Watching “The Shining” in the theatre was especially great — it brought the creepy feel of the movie to a whole new level. The sound effects, particularly the blaring steam whistles and harsh strings throughout the film were made more disturbing by the theatre’s high definition surround sound. Not to mention the long disturbing shots on the big screen, such as the zoom ins on Jack’s (the main character’s) face, providing a more vivid view of his descent into madness.

Even still, watching this movie will make you uncomfortable regardless of setting. Right from the onset, the film gives you a feeling that something sinister is brewing, even while the characters on screen seem to be acting normal.
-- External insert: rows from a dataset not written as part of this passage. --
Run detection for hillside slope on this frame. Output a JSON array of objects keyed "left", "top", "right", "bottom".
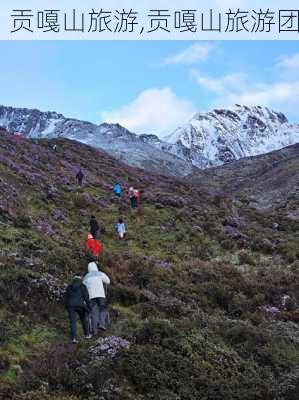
[
  {"left": 0, "top": 105, "right": 192, "bottom": 177},
  {"left": 192, "top": 143, "right": 299, "bottom": 211},
  {"left": 0, "top": 130, "right": 298, "bottom": 400}
]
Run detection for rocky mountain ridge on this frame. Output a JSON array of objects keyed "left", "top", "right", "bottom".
[
  {"left": 166, "top": 105, "right": 299, "bottom": 168},
  {"left": 0, "top": 105, "right": 192, "bottom": 177},
  {"left": 1, "top": 104, "right": 298, "bottom": 175}
]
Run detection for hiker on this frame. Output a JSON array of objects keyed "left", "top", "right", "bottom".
[
  {"left": 85, "top": 233, "right": 102, "bottom": 258},
  {"left": 83, "top": 260, "right": 110, "bottom": 334},
  {"left": 90, "top": 215, "right": 99, "bottom": 239},
  {"left": 129, "top": 186, "right": 138, "bottom": 208},
  {"left": 115, "top": 217, "right": 126, "bottom": 240},
  {"left": 76, "top": 169, "right": 84, "bottom": 186},
  {"left": 65, "top": 275, "right": 92, "bottom": 343},
  {"left": 52, "top": 144, "right": 57, "bottom": 151},
  {"left": 134, "top": 189, "right": 141, "bottom": 206},
  {"left": 281, "top": 294, "right": 292, "bottom": 311},
  {"left": 113, "top": 182, "right": 122, "bottom": 198}
]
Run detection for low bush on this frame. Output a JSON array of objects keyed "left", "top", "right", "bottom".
[
  {"left": 110, "top": 285, "right": 142, "bottom": 306},
  {"left": 14, "top": 211, "right": 32, "bottom": 229}
]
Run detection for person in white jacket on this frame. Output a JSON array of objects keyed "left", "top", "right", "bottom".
[
  {"left": 115, "top": 217, "right": 126, "bottom": 240},
  {"left": 83, "top": 261, "right": 110, "bottom": 334}
]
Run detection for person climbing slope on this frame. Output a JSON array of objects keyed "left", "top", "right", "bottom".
[
  {"left": 134, "top": 188, "right": 141, "bottom": 207},
  {"left": 90, "top": 215, "right": 99, "bottom": 239},
  {"left": 129, "top": 186, "right": 138, "bottom": 208},
  {"left": 76, "top": 169, "right": 84, "bottom": 186},
  {"left": 65, "top": 275, "right": 92, "bottom": 343},
  {"left": 85, "top": 233, "right": 102, "bottom": 258},
  {"left": 83, "top": 260, "right": 110, "bottom": 334},
  {"left": 115, "top": 217, "right": 126, "bottom": 240},
  {"left": 113, "top": 182, "right": 122, "bottom": 198}
]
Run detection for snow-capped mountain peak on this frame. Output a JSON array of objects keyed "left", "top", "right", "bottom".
[
  {"left": 165, "top": 104, "right": 299, "bottom": 168},
  {"left": 0, "top": 103, "right": 298, "bottom": 175}
]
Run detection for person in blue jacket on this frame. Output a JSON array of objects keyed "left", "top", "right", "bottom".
[{"left": 113, "top": 182, "right": 122, "bottom": 198}]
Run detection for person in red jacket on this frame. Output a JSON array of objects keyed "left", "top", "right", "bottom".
[{"left": 85, "top": 234, "right": 102, "bottom": 258}]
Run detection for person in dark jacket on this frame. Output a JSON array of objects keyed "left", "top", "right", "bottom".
[
  {"left": 90, "top": 215, "right": 99, "bottom": 239},
  {"left": 129, "top": 187, "right": 138, "bottom": 208},
  {"left": 76, "top": 169, "right": 84, "bottom": 186},
  {"left": 65, "top": 276, "right": 91, "bottom": 343}
]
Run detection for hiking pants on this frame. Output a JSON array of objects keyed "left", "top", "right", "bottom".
[
  {"left": 130, "top": 196, "right": 138, "bottom": 208},
  {"left": 90, "top": 297, "right": 106, "bottom": 332},
  {"left": 90, "top": 229, "right": 98, "bottom": 239},
  {"left": 68, "top": 306, "right": 89, "bottom": 340}
]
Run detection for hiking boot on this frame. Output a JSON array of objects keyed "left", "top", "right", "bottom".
[
  {"left": 85, "top": 334, "right": 92, "bottom": 339},
  {"left": 99, "top": 325, "right": 106, "bottom": 331},
  {"left": 72, "top": 338, "right": 78, "bottom": 344}
]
The way the characters evoke a feeling of uncertainty and unease at any point during the film underlines the actors’ expressive performances and nuanced delivery of the script. Moreover, Jack’s declining mental state is not only demonstrated through Jack Nicholson’s great delivery, but also his visibly troubled appearance.

With respect to directing, Kubrick’s genius is unmistakable. The amalgamation of sound effects, long shots, masterclass framing, disturbing imagery, and the slow build of suspense creates a perfect horror movie. The whole film is terrifying, even during vague scenes that are meant to confuse you. 
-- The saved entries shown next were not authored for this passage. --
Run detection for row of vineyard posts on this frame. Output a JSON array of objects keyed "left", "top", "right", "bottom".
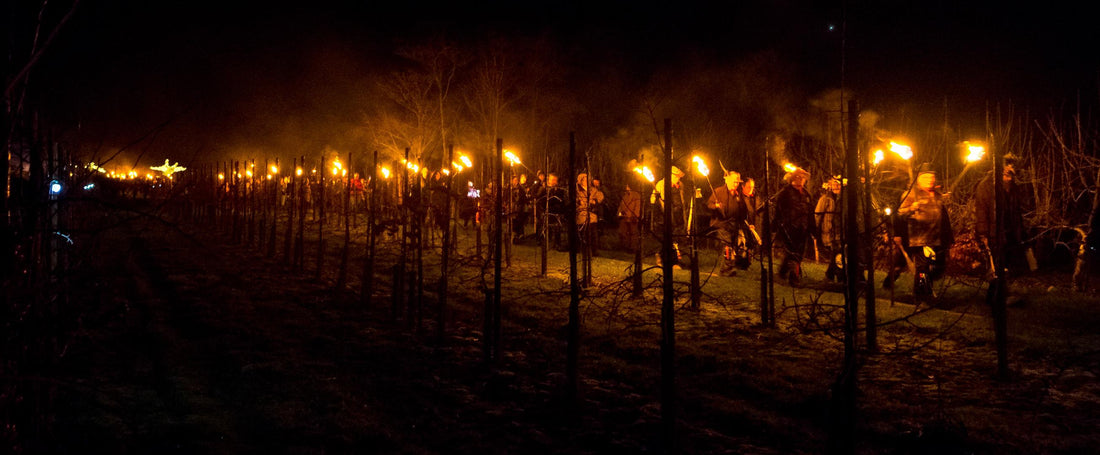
[{"left": 149, "top": 112, "right": 1015, "bottom": 453}]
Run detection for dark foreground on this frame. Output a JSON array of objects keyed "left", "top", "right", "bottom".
[{"left": 18, "top": 210, "right": 1100, "bottom": 454}]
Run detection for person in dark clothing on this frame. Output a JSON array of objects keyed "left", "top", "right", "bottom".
[
  {"left": 774, "top": 167, "right": 815, "bottom": 285},
  {"left": 707, "top": 170, "right": 748, "bottom": 276},
  {"left": 618, "top": 183, "right": 643, "bottom": 252},
  {"left": 973, "top": 155, "right": 1029, "bottom": 279},
  {"left": 652, "top": 166, "right": 693, "bottom": 268},
  {"left": 536, "top": 173, "right": 567, "bottom": 248},
  {"left": 898, "top": 163, "right": 954, "bottom": 300},
  {"left": 736, "top": 178, "right": 761, "bottom": 269}
]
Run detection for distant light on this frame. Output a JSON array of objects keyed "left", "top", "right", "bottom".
[
  {"left": 459, "top": 155, "right": 473, "bottom": 168},
  {"left": 783, "top": 163, "right": 799, "bottom": 173},
  {"left": 827, "top": 24, "right": 836, "bottom": 32},
  {"left": 83, "top": 183, "right": 95, "bottom": 191},
  {"left": 49, "top": 180, "right": 63, "bottom": 195},
  {"left": 884, "top": 207, "right": 893, "bottom": 216}
]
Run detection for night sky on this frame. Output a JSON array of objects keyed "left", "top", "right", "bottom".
[{"left": 22, "top": 0, "right": 1100, "bottom": 165}]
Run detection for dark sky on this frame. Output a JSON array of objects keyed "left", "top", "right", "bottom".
[{"left": 25, "top": 0, "right": 1100, "bottom": 165}]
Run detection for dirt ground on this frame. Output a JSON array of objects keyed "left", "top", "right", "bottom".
[{"left": 30, "top": 208, "right": 1100, "bottom": 454}]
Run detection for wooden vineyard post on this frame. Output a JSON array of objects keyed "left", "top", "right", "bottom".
[
  {"left": 438, "top": 145, "right": 455, "bottom": 339},
  {"left": 660, "top": 118, "right": 677, "bottom": 451},
  {"left": 337, "top": 151, "right": 352, "bottom": 289},
  {"left": 362, "top": 151, "right": 379, "bottom": 306},
  {"left": 566, "top": 132, "right": 581, "bottom": 400}
]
Another brilliance of the film is how The Overlook Hotel — the movie’s primary location — is a character in itself. From the hotel manager’s story of the building’s tragic past to the head chef’s reluctance to answer whether the hotel is truly evil or not, you start to get a sense of the hotel’s dark history, and that something about it isn’t right. As the movie progresses, however, the wicked nature of the hotel becomes even more apparent, as it begins to taunt and twist the souls of the main characters. This is Kubrick’s expertise at work. In that he is able to transform a seemingly average hotel into an almost sentient being with a real personality. 

To anyone reading this, I highly recommend you watch this film. This cinematic masterpiece will not only terrify you during its runtime, but will leave you questioning long afterwards. It might not be as good as “Cats,” (just kidding) but it’s definitely worth the watch.